Laureate Philip Levine, Working Class Poet

Philip Levine

Now seems to be the right time to choose Philip Levine as our nation’s poet laureate, what with our official unemployment rate stubbornly refusing to  drop below 9 %. (Unofficially, unemployment is up around 16%.)  Raised in Michigan and once a factory worker, Levine often writes about rustbelt desolation, as he does in the following poem:

An Abandoned Factory, Detroit

by Philip Levine

The gates are chained, the barbed-wire fencing stands,
An iron authority against the snow,
And this grey monument to common sense
Resists the weather. Fears of idle hands,
Of protest, men in league, and of the slow
Corrosion of their minds, still charge this fence.

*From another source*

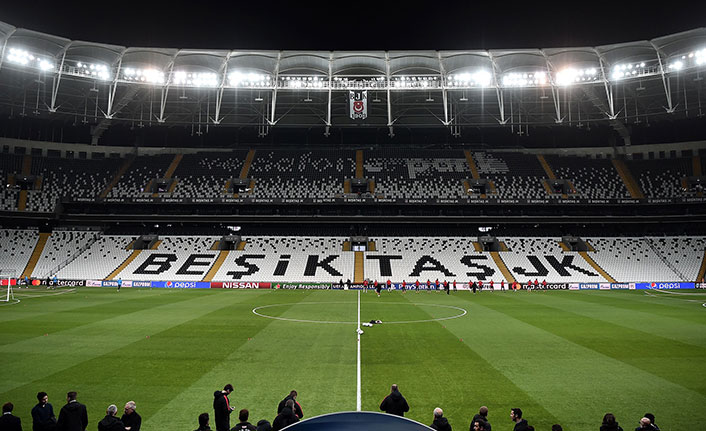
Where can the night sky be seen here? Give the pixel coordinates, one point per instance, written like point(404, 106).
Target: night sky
point(350, 25)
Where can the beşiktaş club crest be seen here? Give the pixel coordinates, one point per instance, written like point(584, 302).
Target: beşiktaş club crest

Beyond, through broken windows one can see
Where the great presses paused between their strokes
And thus remain, in air suspended, caught
In the sure margin of eternity.
The cast-iron wheels have stopped; one counts the spokes
Which movement blurred, the struts inertia fought,

And estimates the loss of human power,
Experienced and slow, the loss of years,
The gradual decay of dignity.
Men lived within these foundries, hour by hour;
Nothing they forged outlived the rusted gears
Which might have served to grind their eulogy.

Supposedly Levine wrote this poem about a plant in which he once worked, the Chevrolet Gear and Axle plant.  He hated the work and his poem is torn between the need for work as a foundation for self respect and work–factory work, anyway–as something that saps one’s dignity and grinds one down.

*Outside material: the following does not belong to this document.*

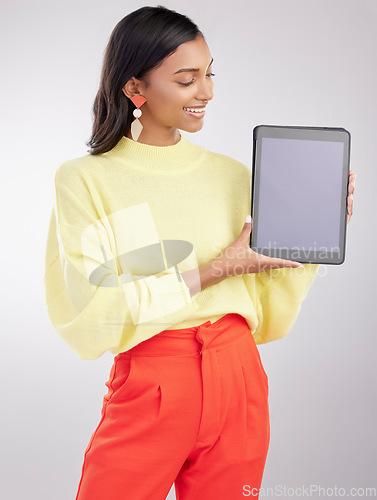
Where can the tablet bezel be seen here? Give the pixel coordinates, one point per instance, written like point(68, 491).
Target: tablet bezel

Someone has written that our new factories are our restaurants and fast food establishments.  From the point of management, these have the advantage of not being unionized.  There are no worries of “protest” or “men in league.”  But if Greece and now England serve as any kind of warning, “fears of idle hands” may start returning.  In much of his poetry, Levine captures the low simmering anger of the working class.

As I say, it’s the right time to have this poet as our laureate.